Among the many love triangles in The Return of the Native, the least obvious is the triangle established between Clym, Eustacia and Mrs. Yeobright. As the arguments between Clym and his mother continue, it becomes clear that there is an element of jealousy in Mrs. Yeobright's hatred of Eustacia. She proves herself incapable, at the beginning of Chapter Five, of adducing any rational proof of Eustacia's unsuitability; indeed, in the course of the argument, she becomes increasingly jealous and irrational, essentially asking Clym to choose between a marriage and his mother. Love, for many of the people throughout this novel, is more accurately characterized as possessiveness. And it is evident that Mrs. Yeobright, as much as Eustacia, wants to possess Clym. "You give up your whole thought--you set your whole soul--to please a woman" she complains to Clym. And she is shocked at his correctness when he inverts her complaint: "I do.
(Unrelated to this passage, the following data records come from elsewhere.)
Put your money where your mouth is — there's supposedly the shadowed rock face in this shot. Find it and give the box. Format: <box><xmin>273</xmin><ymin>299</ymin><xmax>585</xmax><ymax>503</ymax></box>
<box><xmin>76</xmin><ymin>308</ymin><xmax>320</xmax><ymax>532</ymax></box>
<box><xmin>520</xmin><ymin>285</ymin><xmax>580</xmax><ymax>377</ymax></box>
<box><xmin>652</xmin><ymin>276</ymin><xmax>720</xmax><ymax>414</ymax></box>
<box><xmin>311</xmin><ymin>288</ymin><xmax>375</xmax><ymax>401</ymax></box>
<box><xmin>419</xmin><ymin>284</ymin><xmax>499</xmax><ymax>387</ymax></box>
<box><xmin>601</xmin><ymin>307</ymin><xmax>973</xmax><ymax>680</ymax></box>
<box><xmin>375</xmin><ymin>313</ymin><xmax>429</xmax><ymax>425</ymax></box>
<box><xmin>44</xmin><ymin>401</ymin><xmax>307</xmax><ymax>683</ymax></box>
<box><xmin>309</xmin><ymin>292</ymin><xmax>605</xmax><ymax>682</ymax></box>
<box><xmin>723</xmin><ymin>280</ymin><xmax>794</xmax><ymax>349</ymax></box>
And that woman is you." There is a striking similarity between their argument and a lover's quarrel: "You think only of her," Mrs. Yeobright complains, "You stick to her in all things." The idea that Clym can love only one person is a jealousy typical of love affairs, not of family relationships; but Mrs. Yeobright cannot reconcile herself to sharing Clym's love, and she eventually proclaims "I wish that you would bestow your presence where you bestow your love." The reader will recall that the first book in the novel is called "The Three Women," a parallel between Eustacia, Thomasin and Mrs. Yeobright that becomes clearer by this point in the novel, with the revelation that Clym's mother, like the two younger women, is inserting herself into a love triangle, and is consumed, as the others are, with possessiveness and jealousy.
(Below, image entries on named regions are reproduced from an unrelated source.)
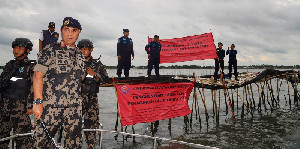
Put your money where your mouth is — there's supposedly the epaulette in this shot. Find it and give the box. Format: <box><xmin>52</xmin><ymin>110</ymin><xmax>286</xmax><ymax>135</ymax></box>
<box><xmin>29</xmin><ymin>60</ymin><xmax>36</xmax><ymax>65</ymax></box>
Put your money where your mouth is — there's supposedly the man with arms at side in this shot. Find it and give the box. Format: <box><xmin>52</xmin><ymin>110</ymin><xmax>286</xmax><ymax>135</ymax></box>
<box><xmin>33</xmin><ymin>17</ymin><xmax>86</xmax><ymax>149</ymax></box>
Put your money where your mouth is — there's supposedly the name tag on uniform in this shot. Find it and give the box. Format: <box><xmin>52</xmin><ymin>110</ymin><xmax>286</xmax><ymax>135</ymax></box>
<box><xmin>10</xmin><ymin>77</ymin><xmax>23</xmax><ymax>81</ymax></box>
<box><xmin>86</xmin><ymin>74</ymin><xmax>93</xmax><ymax>78</ymax></box>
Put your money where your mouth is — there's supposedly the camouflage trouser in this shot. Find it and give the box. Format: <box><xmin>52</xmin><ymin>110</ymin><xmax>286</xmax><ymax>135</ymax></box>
<box><xmin>82</xmin><ymin>94</ymin><xmax>100</xmax><ymax>145</ymax></box>
<box><xmin>34</xmin><ymin>106</ymin><xmax>82</xmax><ymax>149</ymax></box>
<box><xmin>0</xmin><ymin>98</ymin><xmax>32</xmax><ymax>149</ymax></box>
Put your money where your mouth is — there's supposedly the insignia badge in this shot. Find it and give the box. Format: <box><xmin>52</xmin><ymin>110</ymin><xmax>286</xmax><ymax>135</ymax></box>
<box><xmin>19</xmin><ymin>67</ymin><xmax>24</xmax><ymax>73</ymax></box>
<box><xmin>64</xmin><ymin>19</ymin><xmax>70</xmax><ymax>25</ymax></box>
<box><xmin>121</xmin><ymin>86</ymin><xmax>129</xmax><ymax>93</ymax></box>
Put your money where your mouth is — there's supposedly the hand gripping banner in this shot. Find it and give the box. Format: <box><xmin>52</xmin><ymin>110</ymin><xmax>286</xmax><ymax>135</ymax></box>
<box><xmin>115</xmin><ymin>83</ymin><xmax>194</xmax><ymax>126</ymax></box>
<box><xmin>148</xmin><ymin>33</ymin><xmax>217</xmax><ymax>63</ymax></box>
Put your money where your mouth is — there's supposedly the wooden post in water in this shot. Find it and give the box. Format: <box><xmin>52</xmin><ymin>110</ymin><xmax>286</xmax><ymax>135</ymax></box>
<box><xmin>294</xmin><ymin>71</ymin><xmax>298</xmax><ymax>107</ymax></box>
<box><xmin>236</xmin><ymin>88</ymin><xmax>239</xmax><ymax>112</ymax></box>
<box><xmin>213</xmin><ymin>90</ymin><xmax>219</xmax><ymax>123</ymax></box>
<box><xmin>190</xmin><ymin>86</ymin><xmax>195</xmax><ymax>126</ymax></box>
<box><xmin>247</xmin><ymin>85</ymin><xmax>253</xmax><ymax>113</ymax></box>
<box><xmin>198</xmin><ymin>88</ymin><xmax>208</xmax><ymax>122</ymax></box>
<box><xmin>223</xmin><ymin>90</ymin><xmax>228</xmax><ymax>115</ymax></box>
<box><xmin>250</xmin><ymin>84</ymin><xmax>255</xmax><ymax>110</ymax></box>
<box><xmin>277</xmin><ymin>78</ymin><xmax>280</xmax><ymax>106</ymax></box>
<box><xmin>285</xmin><ymin>73</ymin><xmax>292</xmax><ymax>109</ymax></box>
<box><xmin>255</xmin><ymin>83</ymin><xmax>261</xmax><ymax>111</ymax></box>
<box><xmin>195</xmin><ymin>90</ymin><xmax>201</xmax><ymax>125</ymax></box>
<box><xmin>230</xmin><ymin>89</ymin><xmax>234</xmax><ymax>112</ymax></box>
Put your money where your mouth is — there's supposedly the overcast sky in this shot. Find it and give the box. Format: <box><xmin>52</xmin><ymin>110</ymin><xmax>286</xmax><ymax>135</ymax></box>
<box><xmin>0</xmin><ymin>0</ymin><xmax>300</xmax><ymax>66</ymax></box>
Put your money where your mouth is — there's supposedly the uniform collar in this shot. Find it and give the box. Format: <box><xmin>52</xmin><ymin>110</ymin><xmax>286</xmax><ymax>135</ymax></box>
<box><xmin>86</xmin><ymin>56</ymin><xmax>93</xmax><ymax>62</ymax></box>
<box><xmin>15</xmin><ymin>56</ymin><xmax>30</xmax><ymax>62</ymax></box>
<box><xmin>48</xmin><ymin>29</ymin><xmax>55</xmax><ymax>35</ymax></box>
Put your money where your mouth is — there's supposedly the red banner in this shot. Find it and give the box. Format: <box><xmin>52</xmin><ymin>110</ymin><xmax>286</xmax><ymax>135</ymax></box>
<box><xmin>148</xmin><ymin>33</ymin><xmax>217</xmax><ymax>63</ymax></box>
<box><xmin>115</xmin><ymin>83</ymin><xmax>194</xmax><ymax>126</ymax></box>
One of the more interesting and revealing episodes in the novel is the gambling match between Diggory Venn and Damon Wildeve. It is interesting, of course, because it serves to explain the confusion behind the delivery of the 100 guineas, which later in the novel drives an even deeper wedge between Clym and his mother. But it is also crucial because of the shadow it casts over Diggory's character: up to this point in the novel, although Diggory has often appeared as a ghost or demon--he is initially taken for a ghost by Johnny Nonsuch and mothers invoke "the reddleman" when threatening naughty children--he has acted in a more or less benevolent manner--if perhaps more self-serving than might be immediately apparent. Here, however, this fantastical appearance seems to be borne out in action: the red man shows remarkable skill in manipulating the dice, which Christian Cantle-- superstitiously but perhaps correctly--calls "the devil's playthings." Rising unexpectedly out of the heath, preternaturally lucky at dice, Diggory is unbothered by the descent of darkness and unfazed by the encroaching of the nighttime denizens of the heath. He seems, truly, a supernatural character.

What bears consideration, in this context, is the fantastical nature of the entire novel. The Return of the Native is in most senses a naturalistic novel: the fantastical is invoked, but mainly in terms of folk superstitions. The novel strives for accuracy in portraying human lives, and limits itself to conformity with natural laws. And yet, the gambling episode signals that there is also a great deal in this novel that depends upon remarkably unusual circumstance. The following series of circumstances is the prime example: Christian, walking on the vast and trackless heath, just happens to run into a group bound for gambling; he happens to win; he happens to lose badly to Damon; Diggory Venn happens to be watching; and Diggory, in turn, wins dramatically against Damon. This string of events suits the purposes of poetic justice, and furthers the impending conflict between Mrs. Yeobright and Clym, but--taken together with the string of just-missed opportunities, lucky or unlucky coincidences and fortuitous bounces that fill the novel--seems beyond the bounds of the purely realistic. Perhaps The Return of the Native should be read as an experiment with human emotions and character that takes place in a laboratory setting designed by Hardy; in this world, events depend not so much on a naturalistic reality of causation but rather on a realism of emotional reaction.